Çünkü para ve kaynaklara ek olarak, karşılaştırılabilir bir entelektüel ve organizasyonel seviyeye ihtiyaç vardı. 1917'de okuryazar nüfusun yarısından çok daha azına sahip olan hangi ülke, basitçe sağlayamadı. SSCB'de yönetim okulunu, doğru ya da yanlış gelişme yollarını gösterebilen entelektüelleri, konuyla ilgili görüşlerini uzman değerlendirmelerine tabi tutabilen politikacıları alacak hiçbir yer yoktu. Sistematik olarak, bazen değil.

Yoksulluk ve kalkınma için Amerika Birleşik Devletleri ile karşılaştırılabilir kaynakları tahsis edememe bu sorunun üstüne düştü. Ve ayrıca hiçbir yere gitmeyen Batı'dan gelen ilk teknik gecikme.

Ve aynı nükleer caydırıcılığın görevlerinin yerine getirilmesi için, sadece çok sayıda füze denizaltısı gerekliydi. Gemilere de hızlı bir şekilde ihtiyaç duyuldu.

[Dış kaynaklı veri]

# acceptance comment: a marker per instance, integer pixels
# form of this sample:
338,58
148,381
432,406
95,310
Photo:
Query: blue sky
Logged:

Bunun sonucunda dengesizlikler ortaya çıkmaya başladı. Denizaltılar yapıyoruz, ancak ABD'yi gizlilik içinde yakalayamayız, bu da çok fazla denizaltıya ihtiyacımız olduğu anlamına gelir, böylece herkesi yakalamazlar. Gemi inşasına yatırım yapıyoruz, ekonomiyi zorlayarak inşa ediyoruz ama artık tamir kapasitesi yetmiyor. Sonuç olarak, tekneler ve gemiler kaynaklarıyla ilgilenmezler, ancak yine de çok şeye ihtiyaçları vardır, bu da daha fazla inşa edilmeleri gerektiği anlamına gelir. Ve hala onarım olmadan kalacaklar.

Buna bir de bütçe isteyen sanayinin etkisi eklendi.

Politikacıların gönüllülüğü ve "uçak gemileri bir saldırganlık silahıdır" gibi ideolojik klişeler ve benzeri klişeler, gerçekten dengeli bir filo oluşturmaya izin vermedi.

Aynı gönüllülük, Sovyet gemilerini topçusuz bıraktı. Örneğin, bir Amerikan savaş grubundaki bir savaş gemisi, bir füze saldırısı değişiminden kurtulmuş olsaydı ve Sovyet gemileri onunla en iyi ihtimalle 76-mm toplarla savaşmak zorunda kalacaktı (Stalin'in projeleri hariç - 68K, 68bis ve pre- savaş kruvazörleri), kaçmak için yeterli hız olmazdı. Bu arada, Kruşçev'in kişisel değeri buydu.

Sovyet silah sipariş sisteminin organizasyonu da karmaşıklığı artırdı.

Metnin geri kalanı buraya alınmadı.